Con l’ordinanza n. 13724/2021 la Corte di Cassazione è tornata a pronunciarsi in tema di assegno di divorzio, con particolare riferimento al caso della moglie che rinuncia alle proprie ambizioni professionali per dedicarsi alla famiglia.
La decisione della Corte trae origine da una vicenda dolorosa: una madre che, per occuparsi dei figli, di cui uno gravemente malato e in seguito deceduto, ha rinunciato ad ogni aspirazione di carriera, facendosi carico in via esclusiva delle esigenze della famiglia, compresa le cure costanti al figlio malato, nella sostanziale assenza del marito, sottrattosi ad ogni dovere assistenziale.
Tanto il Giudice di primo grado quanto la Corte d’appello avevano riconosciuto alla donna, in sede di divorzio, il diritto a percepire un assegno divorzile, per il proprio sostentamento, a carico del marito (in aggiunta, naturalmente, a quanto dovuto per i figli), nonostante ella avesse un lavoro part-time e fosse proprietaria di quote immobiliari, ereditate dal figlio deceduto.
Ciò in ragione del fatto che, sebbene la moglie non fosse del tutto priva di mezzi propri, i Giudici hanno ravvisato in capo alla stessa il diritto ad un riconoscimento per la vita di sacrifici alla quale è stata sostanzialmente obbligata.
Il marito ha impugnato la decisione, contestando il fatto che la Corte d’Appello non avesse adeguatamente considerato le condizioni patrimoniali della moglie, che sarebbe stata, a detta del ricorrente, in grado di provvedere al proprio autosostentamento e lamentando di avere egli stesso difficoltà economiche dovute al periodo di crisi.

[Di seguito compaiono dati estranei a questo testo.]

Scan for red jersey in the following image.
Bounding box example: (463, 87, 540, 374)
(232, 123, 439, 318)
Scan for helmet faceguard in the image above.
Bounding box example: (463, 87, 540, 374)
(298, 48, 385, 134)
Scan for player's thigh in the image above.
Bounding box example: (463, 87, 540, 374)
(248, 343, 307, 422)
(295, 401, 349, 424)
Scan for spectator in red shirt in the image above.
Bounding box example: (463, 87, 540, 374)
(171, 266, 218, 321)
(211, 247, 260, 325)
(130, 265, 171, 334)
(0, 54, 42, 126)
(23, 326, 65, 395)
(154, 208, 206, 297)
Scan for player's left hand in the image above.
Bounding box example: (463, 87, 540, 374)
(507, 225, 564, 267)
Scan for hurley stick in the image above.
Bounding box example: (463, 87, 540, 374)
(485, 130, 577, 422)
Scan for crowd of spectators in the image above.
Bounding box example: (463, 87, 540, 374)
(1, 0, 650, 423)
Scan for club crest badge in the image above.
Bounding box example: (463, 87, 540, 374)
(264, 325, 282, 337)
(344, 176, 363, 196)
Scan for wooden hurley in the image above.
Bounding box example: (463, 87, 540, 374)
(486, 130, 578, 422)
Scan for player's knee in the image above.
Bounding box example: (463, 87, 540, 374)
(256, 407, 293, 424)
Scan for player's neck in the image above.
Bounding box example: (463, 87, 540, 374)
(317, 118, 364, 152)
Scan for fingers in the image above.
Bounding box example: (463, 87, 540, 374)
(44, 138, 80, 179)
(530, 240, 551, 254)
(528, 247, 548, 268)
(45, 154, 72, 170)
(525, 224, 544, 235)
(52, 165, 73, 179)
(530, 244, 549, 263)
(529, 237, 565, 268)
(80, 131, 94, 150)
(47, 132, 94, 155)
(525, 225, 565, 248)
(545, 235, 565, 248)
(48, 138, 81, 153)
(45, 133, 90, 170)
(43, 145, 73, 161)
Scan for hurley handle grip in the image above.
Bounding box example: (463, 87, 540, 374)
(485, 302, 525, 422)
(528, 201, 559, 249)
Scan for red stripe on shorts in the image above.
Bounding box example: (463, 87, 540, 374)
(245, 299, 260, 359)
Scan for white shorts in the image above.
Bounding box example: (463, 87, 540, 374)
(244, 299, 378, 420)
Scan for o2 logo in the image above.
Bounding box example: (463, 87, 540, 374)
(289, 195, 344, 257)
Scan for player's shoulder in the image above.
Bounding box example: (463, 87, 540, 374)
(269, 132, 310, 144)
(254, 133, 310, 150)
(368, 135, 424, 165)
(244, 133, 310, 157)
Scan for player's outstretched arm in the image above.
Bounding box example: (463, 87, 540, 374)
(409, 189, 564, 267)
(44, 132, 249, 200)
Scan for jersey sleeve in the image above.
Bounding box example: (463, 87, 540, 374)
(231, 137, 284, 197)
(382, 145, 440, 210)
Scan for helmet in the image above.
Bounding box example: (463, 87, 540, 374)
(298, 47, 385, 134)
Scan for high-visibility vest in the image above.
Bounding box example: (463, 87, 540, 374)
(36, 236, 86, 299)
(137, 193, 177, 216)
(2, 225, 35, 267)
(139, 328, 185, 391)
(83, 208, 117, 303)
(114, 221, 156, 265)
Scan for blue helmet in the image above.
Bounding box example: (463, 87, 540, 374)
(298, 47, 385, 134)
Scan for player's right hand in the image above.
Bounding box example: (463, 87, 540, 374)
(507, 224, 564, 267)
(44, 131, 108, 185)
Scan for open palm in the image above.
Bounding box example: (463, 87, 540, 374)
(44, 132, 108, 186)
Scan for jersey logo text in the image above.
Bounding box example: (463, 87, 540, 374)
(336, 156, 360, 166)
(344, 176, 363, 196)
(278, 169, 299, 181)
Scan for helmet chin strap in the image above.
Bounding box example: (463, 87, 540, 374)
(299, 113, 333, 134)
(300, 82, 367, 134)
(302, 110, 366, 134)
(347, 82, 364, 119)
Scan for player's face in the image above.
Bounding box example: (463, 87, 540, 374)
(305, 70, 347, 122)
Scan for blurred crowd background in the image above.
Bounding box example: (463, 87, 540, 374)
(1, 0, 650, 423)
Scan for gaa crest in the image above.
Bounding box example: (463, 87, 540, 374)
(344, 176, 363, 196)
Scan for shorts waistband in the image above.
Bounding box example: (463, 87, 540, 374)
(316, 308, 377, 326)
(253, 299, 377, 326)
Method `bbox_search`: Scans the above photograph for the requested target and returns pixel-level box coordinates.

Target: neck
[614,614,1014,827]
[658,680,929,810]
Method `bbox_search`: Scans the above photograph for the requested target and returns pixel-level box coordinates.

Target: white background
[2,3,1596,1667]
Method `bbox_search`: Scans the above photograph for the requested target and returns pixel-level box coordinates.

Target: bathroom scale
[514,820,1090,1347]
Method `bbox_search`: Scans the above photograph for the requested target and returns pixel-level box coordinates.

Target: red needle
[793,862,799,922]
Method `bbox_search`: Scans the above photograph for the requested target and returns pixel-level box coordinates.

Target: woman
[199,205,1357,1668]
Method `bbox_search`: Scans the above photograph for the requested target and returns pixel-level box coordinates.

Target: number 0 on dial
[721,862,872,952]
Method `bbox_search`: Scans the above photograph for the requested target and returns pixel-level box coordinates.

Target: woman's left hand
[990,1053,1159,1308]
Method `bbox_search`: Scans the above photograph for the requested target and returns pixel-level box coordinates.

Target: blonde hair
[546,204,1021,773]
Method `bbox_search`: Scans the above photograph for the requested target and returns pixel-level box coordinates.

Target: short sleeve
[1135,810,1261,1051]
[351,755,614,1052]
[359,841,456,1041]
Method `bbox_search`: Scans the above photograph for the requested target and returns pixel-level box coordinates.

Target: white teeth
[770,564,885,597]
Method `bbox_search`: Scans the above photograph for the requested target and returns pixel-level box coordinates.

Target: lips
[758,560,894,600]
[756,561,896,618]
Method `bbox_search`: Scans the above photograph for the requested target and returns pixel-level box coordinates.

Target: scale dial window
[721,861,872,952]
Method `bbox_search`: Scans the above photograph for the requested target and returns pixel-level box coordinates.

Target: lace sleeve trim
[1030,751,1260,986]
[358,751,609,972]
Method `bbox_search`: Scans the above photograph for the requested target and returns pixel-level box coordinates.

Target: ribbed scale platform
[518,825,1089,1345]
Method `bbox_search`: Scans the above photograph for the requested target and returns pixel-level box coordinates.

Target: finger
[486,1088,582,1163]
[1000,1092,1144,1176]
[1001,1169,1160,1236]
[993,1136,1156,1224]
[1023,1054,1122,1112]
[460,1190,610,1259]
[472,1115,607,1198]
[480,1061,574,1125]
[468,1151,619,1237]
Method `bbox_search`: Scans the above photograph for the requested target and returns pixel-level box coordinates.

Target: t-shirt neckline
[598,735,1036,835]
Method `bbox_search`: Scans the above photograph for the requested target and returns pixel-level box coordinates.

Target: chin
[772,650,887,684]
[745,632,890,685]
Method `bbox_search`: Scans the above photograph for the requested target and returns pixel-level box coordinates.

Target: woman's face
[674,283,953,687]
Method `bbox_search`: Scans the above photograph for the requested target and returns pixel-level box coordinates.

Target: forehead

La Suprema Corte ha riconosciuto la legittimità della decisione dei Giudici di merito, soprattutto con riferimento alla motivazione, pienamente conforme al principio stabilito dalle Sezioni Unite con la sentenza n. 18287/2018, che impone una valutazione complessiva della situazione dei coniugi, nonché di riconoscere valore al sacrificio, in termini di rinuncia alla vita professionale, di una delle parti.
Ciò a maggior ragione, ove, come nel caso di specie, il sacrificio sia stato posto in essere da un solo coniuge, onde consentire all’altro di non limitare la propria carriera, oppure perché l’altro si è sempre sottratto dai compiti familiari/assistenziali.